Jarden Corporation and K2 Inc. have signed a definitive merger agreement pursuant to which Jarden will acquire K2. Under the terms of the agreement, Jarden will pay $10.85 per share of K2 common stock in cash and will issue 0.1086 of a share of Jarden common stock for each share of K2 common stock outstanding as of the closing. The cash and Jarden stock to be issued in the transaction has a combined value of approximately $15.50 per K2 share.

The total enterprise value of the transaction, including the assumption or repayment of indebtedness, is approximately $1.2 billion. The transaction is expected to be accretive to Jarden's earnings and to close early in the third quarter of this year.

K2's presence in the specialty and multi-store sporting goods, marine, and outdoor retail channels and proven international presence, combined with its focus on new product introductions and market innovations, should provide Jarden with significant growth opportunities and the ability to expand into adjacent markets. K2's primary business lines would be reported through Jarden's Outdoor Solutions segment upon closing of the transaction.

Commenting on the transaction, Martin E. Franklin, Jarden's chairman and CEO, said, “We are enormously excited about today's announcement as it marks another important step in our planned and disciplined growth strategy as a world class, diversified, niche oriented consumer products company. Adding K2's broad portfolio of leading brands to our portfolio would create cross selling opportunities both domestically and internationally, would expand our presence in specialty channels, would further diversify our products, revenues and earnings, and would create additional scale to leverage in our supply chain, distribution, manufacturing and sourcing networks.”

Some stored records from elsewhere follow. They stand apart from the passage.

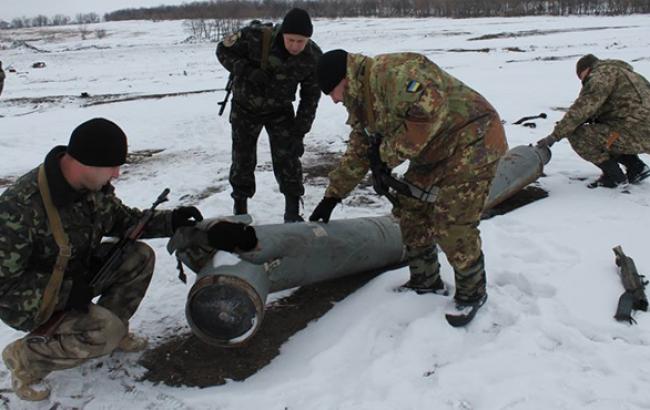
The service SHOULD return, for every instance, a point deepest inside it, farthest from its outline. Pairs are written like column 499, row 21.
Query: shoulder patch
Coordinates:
column 413, row 86
column 231, row 39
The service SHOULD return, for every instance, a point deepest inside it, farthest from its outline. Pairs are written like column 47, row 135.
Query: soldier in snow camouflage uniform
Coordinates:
column 453, row 139
column 78, row 177
column 264, row 89
column 609, row 122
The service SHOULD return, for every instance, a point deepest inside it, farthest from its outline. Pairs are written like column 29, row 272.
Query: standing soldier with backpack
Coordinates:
column 268, row 63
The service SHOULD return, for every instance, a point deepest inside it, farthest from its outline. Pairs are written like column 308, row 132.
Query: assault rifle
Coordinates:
column 105, row 275
column 225, row 99
column 634, row 296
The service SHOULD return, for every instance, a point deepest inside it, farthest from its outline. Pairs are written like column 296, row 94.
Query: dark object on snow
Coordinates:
column 634, row 296
column 532, row 117
column 464, row 312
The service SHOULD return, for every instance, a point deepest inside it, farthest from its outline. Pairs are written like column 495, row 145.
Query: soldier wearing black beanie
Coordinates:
column 98, row 143
column 297, row 21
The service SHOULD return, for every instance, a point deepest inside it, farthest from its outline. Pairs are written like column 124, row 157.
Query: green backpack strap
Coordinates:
column 51, row 293
column 267, row 33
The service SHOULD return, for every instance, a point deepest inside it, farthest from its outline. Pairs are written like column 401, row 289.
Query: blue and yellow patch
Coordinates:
column 413, row 86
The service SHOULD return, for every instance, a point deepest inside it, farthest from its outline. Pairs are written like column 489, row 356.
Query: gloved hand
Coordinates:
column 547, row 141
column 229, row 236
column 378, row 181
column 324, row 209
column 185, row 216
column 80, row 295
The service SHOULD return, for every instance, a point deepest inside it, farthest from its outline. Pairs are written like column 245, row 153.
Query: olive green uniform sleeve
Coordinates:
column 594, row 93
column 309, row 95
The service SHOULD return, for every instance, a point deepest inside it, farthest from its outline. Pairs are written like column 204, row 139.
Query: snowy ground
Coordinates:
column 545, row 340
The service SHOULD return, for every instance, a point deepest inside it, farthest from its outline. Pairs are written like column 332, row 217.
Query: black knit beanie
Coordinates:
column 331, row 69
column 297, row 21
column 98, row 143
column 586, row 61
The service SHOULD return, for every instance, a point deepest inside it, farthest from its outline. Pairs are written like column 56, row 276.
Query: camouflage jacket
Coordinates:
column 611, row 94
column 419, row 110
column 27, row 247
column 2, row 78
column 286, row 71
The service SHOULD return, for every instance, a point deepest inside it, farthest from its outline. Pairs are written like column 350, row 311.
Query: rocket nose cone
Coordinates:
column 223, row 311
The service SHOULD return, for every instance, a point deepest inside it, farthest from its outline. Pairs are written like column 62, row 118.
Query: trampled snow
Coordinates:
column 546, row 339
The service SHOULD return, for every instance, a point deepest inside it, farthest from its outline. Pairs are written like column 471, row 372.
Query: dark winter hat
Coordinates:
column 586, row 61
column 297, row 21
column 98, row 143
column 331, row 69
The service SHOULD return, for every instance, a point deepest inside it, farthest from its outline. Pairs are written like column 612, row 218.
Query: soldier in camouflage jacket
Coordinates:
column 609, row 122
column 2, row 78
column 266, row 78
column 78, row 177
column 453, row 139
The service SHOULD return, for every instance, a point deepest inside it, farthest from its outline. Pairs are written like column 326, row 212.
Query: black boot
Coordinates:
column 612, row 175
column 637, row 170
column 292, row 209
column 240, row 207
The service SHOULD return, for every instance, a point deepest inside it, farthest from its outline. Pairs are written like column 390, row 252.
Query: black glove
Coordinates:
column 185, row 216
column 378, row 179
column 547, row 141
column 229, row 236
column 80, row 295
column 324, row 209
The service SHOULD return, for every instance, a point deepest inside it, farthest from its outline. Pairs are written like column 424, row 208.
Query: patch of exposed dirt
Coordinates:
column 527, row 33
column 6, row 181
column 184, row 360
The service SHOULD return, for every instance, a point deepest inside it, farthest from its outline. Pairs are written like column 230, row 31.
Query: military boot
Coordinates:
column 292, row 209
column 22, row 379
column 425, row 272
column 612, row 175
column 636, row 169
column 240, row 207
column 132, row 343
column 470, row 294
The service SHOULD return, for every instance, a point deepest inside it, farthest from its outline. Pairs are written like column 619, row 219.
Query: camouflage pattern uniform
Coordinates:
column 611, row 116
column 27, row 255
column 2, row 78
column 269, row 106
column 453, row 138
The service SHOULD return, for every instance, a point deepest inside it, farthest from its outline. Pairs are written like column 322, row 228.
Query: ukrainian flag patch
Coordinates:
column 413, row 86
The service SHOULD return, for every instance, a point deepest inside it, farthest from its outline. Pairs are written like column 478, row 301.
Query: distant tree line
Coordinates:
column 275, row 9
column 44, row 21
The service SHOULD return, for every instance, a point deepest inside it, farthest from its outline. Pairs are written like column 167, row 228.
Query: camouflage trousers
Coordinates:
column 286, row 149
column 597, row 143
column 451, row 223
column 83, row 336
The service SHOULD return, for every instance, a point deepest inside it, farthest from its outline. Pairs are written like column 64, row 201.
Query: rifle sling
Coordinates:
column 51, row 292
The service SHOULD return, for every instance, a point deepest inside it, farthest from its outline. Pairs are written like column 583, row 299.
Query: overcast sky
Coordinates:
column 30, row 8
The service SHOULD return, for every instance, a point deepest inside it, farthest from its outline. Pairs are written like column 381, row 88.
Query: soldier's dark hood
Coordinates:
column 62, row 192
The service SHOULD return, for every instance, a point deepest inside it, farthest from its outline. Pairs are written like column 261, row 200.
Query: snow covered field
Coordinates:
column 546, row 338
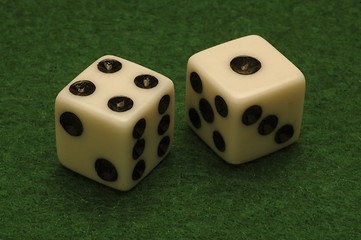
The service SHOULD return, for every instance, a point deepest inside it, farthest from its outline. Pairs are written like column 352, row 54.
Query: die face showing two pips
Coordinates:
column 114, row 122
column 244, row 99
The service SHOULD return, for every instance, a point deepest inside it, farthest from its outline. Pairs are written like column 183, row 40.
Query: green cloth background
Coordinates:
column 310, row 190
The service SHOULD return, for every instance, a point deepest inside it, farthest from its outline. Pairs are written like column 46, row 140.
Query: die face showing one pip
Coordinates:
column 114, row 122
column 244, row 99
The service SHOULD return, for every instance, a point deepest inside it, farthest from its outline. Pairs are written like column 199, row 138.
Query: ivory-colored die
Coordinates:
column 114, row 122
column 244, row 99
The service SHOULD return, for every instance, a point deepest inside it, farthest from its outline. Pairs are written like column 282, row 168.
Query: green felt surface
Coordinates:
column 310, row 190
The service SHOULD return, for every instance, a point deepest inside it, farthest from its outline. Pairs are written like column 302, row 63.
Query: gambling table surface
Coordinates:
column 309, row 190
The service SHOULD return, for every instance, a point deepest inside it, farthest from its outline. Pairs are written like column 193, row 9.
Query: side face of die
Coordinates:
column 244, row 99
column 114, row 122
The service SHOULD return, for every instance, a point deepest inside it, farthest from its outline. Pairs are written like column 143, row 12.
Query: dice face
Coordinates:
column 244, row 99
column 114, row 122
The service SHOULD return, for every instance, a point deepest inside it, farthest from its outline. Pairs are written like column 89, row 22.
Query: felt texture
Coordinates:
column 309, row 190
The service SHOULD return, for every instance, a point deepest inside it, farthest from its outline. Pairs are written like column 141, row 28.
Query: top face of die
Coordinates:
column 245, row 67
column 112, row 85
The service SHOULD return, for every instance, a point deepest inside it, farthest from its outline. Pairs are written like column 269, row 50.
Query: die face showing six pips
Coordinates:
column 114, row 122
column 244, row 99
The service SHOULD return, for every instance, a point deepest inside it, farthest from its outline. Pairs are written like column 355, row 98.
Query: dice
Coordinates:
column 114, row 122
column 244, row 99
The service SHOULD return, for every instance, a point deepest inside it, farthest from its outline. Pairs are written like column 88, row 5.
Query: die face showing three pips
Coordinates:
column 244, row 99
column 237, row 107
column 119, row 91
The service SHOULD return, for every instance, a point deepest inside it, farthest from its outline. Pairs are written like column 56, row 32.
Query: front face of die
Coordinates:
column 114, row 122
column 244, row 99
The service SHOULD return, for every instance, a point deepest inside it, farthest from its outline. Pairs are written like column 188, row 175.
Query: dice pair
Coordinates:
column 114, row 122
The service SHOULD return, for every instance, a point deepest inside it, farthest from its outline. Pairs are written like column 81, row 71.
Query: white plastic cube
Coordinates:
column 244, row 99
column 114, row 122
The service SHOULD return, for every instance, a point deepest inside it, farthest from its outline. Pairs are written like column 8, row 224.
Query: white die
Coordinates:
column 114, row 122
column 244, row 99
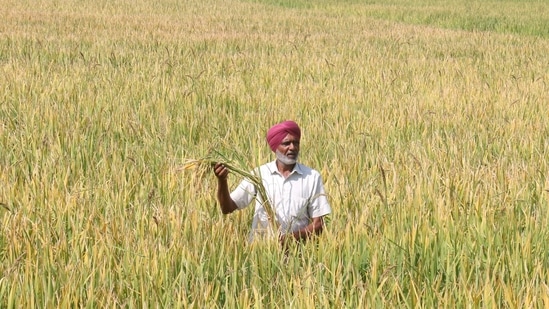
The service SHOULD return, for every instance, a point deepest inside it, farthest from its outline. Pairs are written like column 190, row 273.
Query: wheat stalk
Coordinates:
column 239, row 168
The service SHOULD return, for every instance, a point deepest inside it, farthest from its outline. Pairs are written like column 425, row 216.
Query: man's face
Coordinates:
column 289, row 147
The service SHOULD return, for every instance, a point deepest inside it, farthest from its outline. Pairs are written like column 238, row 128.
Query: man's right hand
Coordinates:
column 220, row 171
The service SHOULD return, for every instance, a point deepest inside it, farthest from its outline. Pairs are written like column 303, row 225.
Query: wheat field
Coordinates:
column 426, row 119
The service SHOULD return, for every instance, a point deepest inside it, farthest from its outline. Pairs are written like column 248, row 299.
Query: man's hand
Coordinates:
column 220, row 171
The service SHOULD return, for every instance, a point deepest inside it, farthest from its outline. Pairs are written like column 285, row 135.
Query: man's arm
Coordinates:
column 223, row 195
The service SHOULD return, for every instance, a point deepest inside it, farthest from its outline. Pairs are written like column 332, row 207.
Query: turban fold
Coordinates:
column 278, row 132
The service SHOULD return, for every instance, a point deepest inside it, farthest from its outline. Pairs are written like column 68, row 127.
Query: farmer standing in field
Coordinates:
column 295, row 191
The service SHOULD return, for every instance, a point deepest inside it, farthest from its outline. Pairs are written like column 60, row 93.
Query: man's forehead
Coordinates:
column 289, row 137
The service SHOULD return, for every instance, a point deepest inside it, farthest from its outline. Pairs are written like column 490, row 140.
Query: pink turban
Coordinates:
column 278, row 132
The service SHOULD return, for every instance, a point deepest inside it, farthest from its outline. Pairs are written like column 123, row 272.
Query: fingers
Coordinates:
column 220, row 170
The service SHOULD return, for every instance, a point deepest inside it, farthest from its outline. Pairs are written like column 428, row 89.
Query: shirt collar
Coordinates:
column 274, row 170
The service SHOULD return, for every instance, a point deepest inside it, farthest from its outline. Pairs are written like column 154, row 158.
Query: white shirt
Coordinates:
column 295, row 199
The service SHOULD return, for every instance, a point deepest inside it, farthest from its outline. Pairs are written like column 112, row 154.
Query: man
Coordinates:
column 295, row 191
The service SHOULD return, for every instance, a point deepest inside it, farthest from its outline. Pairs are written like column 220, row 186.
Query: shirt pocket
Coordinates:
column 298, row 208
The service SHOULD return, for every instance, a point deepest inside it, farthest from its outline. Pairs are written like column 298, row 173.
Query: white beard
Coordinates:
column 284, row 159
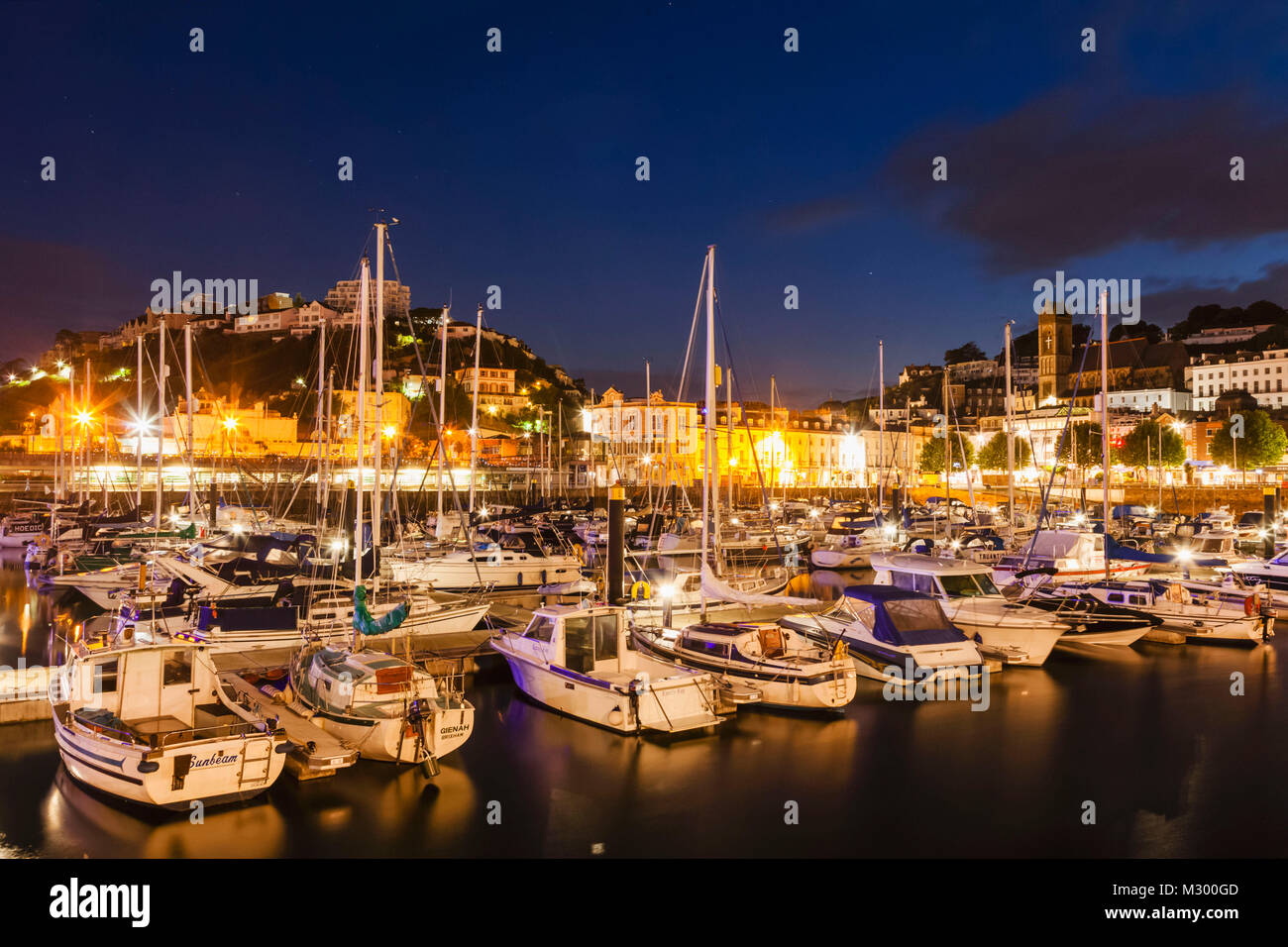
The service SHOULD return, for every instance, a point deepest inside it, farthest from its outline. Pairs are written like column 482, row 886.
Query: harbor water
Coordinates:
column 1177, row 750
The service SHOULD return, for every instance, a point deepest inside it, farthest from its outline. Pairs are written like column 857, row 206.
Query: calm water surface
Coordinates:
column 1151, row 735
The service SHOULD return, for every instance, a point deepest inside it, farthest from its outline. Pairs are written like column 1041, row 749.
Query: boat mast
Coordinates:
column 138, row 428
column 881, row 424
column 708, row 408
column 1010, row 437
column 378, row 384
column 729, row 411
column 1104, row 415
column 187, row 373
column 362, row 420
column 475, row 405
column 321, row 414
column 442, row 418
column 160, row 493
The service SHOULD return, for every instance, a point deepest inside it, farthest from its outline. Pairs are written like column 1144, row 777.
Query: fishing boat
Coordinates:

Richard J. Heckmann, K2's executive chairman of the board, said, “We believe that Jarden is the perfect strategic partner for us. Combining our world-renowned brands with Jarden's scale and innovative resources should bring tremendous value to our employees, retail partners and customers. I am extremely proud of our employees' accomplishments over the last five years, and I am excited about the road ahead for K2 as part of the Jarden family.”

Mr. Franklin concluded, “We believe the timing is ideal to make this acquisition. We have spent the last two years successfully integrating American Household and we believe that we now have the appropriate resources in place around the world to focus on delivering results from this combination. We feel that K2 is well positioned to continue its growth and that it will benefit from the leverage of our combined resources to deliver strong financial performance. I have been impressed by the many people I have met at K2 from around the world and I look forward to welcoming the K2 team to Jarden. We have always said that Jarden's most important assets are our employees, and our commitment to them, in addition to our customers and stockholders, will continue to guide our company.”

The board of directors for both companies have unanimously approved the transaction, which is expected to close during the third quarter of 2007, subject to Hart-Scott-Rodino approval, the approval of K2's stockholders and other customary closing conditions.